D. La sua biblioteca personale è stata distrutta dai carri armati israeliani.
R: Sì, la mia casa e altre case vicine sono state prese di mira dai carri armati israeliani durante l'invasione del campo di Al-Maghazi. E ho la sensazione, non confermata, che la biblioteca sia stata bombardata deliberatamente... Le altre due stanze della casa che sono state distrutte si affacciavano direttamente sui carri armati, ma bombardare la biblioteca richiedeva un angolo di visuale molto stretto perché il proiettile la colpisse.
D. Scrittori, professori e artisti sono morti in questa guerra e centri culturali, educativi e storici sono stati bombardati. Come interpreta queste perdite umane e materiali ?
A. Credo che l'obiettivo di Israele sia quello di eliminare ogni possibilità di un'entità politica palestinese, ovvero di uno Stato palestinese , in futuro, quindi distrugge case, ospedali, scuole, moschee, istituzioni culturali e siti archeologici, oltre ad annientare il maggior numero possibile di civili. Inoltre, affama la popolazione per rendere più pressante nella mente delle persone l'opzione di lasciare Gaza il prima possibile.
Le mie poesie sono tristi, parlano della ferita che questa guerra ci provoca, ma anche di sopravvivenza, della forza del popolo e della sua umanità, che resiste nonostante i tentativi di Israele di calpestarla.
D. Qual è l'ultima poesia che hai scritto?
R. Si intitola "How We Die" , l'ho finito due giorni fa. Fa più o meno così: "Quanti sono morti, non importa più, quanti di noi sono morti, non c'è memoria da contare. La guerra è un cielo orribile, musica di sottofondo a un olocausto ripetuto. Quanti sono morti, non importa più, le mani ustionate non si possono contare".
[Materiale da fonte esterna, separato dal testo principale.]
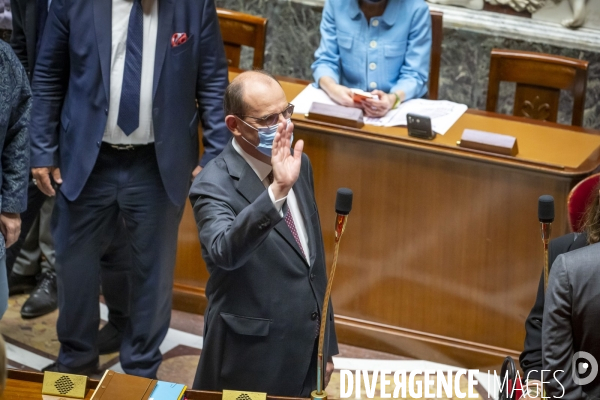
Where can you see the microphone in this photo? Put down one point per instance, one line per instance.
(546, 217)
(343, 206)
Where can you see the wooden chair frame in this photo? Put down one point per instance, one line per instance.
(538, 73)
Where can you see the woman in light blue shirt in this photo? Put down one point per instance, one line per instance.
(380, 46)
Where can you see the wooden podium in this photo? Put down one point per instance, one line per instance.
(23, 385)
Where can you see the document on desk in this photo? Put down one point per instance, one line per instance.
(443, 113)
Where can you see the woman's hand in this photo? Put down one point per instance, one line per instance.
(378, 107)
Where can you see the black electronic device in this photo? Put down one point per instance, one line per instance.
(419, 126)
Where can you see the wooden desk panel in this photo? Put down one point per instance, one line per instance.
(442, 255)
(24, 385)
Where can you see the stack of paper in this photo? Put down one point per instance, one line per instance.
(168, 391)
(115, 386)
(443, 113)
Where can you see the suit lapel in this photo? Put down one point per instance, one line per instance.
(302, 193)
(285, 232)
(163, 38)
(102, 17)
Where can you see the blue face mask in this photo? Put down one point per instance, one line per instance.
(266, 136)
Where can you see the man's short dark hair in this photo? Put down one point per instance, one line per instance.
(233, 101)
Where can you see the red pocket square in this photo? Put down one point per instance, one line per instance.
(178, 39)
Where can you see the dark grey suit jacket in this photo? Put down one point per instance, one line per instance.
(531, 357)
(263, 297)
(572, 321)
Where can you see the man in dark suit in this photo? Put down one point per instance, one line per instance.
(261, 240)
(531, 357)
(29, 19)
(119, 87)
(570, 325)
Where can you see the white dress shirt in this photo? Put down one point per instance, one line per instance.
(262, 170)
(120, 23)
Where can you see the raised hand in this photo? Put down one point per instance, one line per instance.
(286, 166)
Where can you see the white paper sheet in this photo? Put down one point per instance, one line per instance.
(443, 113)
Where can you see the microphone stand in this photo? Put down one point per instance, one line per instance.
(320, 394)
(546, 229)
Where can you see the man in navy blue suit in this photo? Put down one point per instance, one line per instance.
(119, 88)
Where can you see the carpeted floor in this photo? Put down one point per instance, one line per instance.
(32, 344)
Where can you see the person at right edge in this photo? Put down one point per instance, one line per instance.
(261, 240)
(531, 357)
(570, 327)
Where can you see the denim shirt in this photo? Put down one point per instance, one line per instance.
(391, 53)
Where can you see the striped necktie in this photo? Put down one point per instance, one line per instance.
(129, 106)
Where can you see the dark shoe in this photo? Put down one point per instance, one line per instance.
(18, 284)
(89, 369)
(43, 298)
(109, 339)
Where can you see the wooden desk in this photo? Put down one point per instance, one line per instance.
(22, 385)
(442, 255)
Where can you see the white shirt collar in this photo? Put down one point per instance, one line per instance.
(260, 168)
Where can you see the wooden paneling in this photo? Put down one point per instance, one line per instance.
(442, 254)
(22, 385)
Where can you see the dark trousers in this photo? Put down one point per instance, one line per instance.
(126, 183)
(115, 261)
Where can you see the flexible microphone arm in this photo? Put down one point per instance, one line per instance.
(546, 217)
(343, 206)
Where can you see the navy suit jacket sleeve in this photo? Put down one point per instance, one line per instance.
(49, 86)
(211, 84)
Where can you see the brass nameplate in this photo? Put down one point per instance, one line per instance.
(489, 142)
(235, 395)
(64, 385)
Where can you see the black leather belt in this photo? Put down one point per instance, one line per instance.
(110, 146)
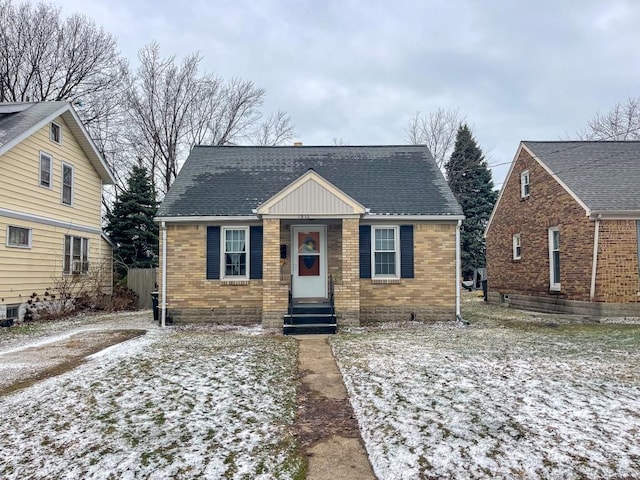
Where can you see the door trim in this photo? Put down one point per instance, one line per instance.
(321, 292)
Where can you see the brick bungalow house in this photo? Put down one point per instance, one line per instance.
(247, 231)
(564, 233)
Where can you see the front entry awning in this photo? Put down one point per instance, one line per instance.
(311, 196)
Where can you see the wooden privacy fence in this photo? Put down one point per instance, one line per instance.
(143, 282)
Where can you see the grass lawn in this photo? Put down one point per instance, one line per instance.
(513, 395)
(176, 403)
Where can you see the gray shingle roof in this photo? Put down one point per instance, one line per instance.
(19, 120)
(16, 118)
(603, 175)
(229, 181)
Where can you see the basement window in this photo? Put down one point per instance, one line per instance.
(18, 237)
(517, 249)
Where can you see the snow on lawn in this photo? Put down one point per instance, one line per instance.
(493, 400)
(175, 403)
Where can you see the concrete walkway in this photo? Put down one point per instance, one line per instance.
(327, 427)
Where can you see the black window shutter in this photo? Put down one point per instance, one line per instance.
(255, 256)
(365, 251)
(406, 251)
(213, 253)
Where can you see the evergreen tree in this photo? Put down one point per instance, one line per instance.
(130, 223)
(470, 180)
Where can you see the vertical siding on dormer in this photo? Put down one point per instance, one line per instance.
(311, 198)
(19, 170)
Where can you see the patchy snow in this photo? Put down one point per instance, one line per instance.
(492, 400)
(175, 403)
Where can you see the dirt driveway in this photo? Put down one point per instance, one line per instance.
(45, 350)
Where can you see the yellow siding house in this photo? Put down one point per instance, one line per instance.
(51, 178)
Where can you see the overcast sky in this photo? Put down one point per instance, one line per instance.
(357, 70)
P. Sono poesie di immensa tristezza
R. Sono un riflesso delle nostre vite. A volte penso che siamo così infelici a Gaza che le nostre emozioni sono morte. Andiamo ai funerali meccanicamente, come se andassimo al mercato. I nostri figli distinguono il rumore degli spari e dei missili, e la morte è un'ombra che ci accompagna sempre. Le mie poesie sono tristi; parlano della ferita che questa guerra ha causato, ma anche di sopravvivenza, della forza del popolo e della sua umanità, che permane nonostante i tentativi di Israele di calpestarla.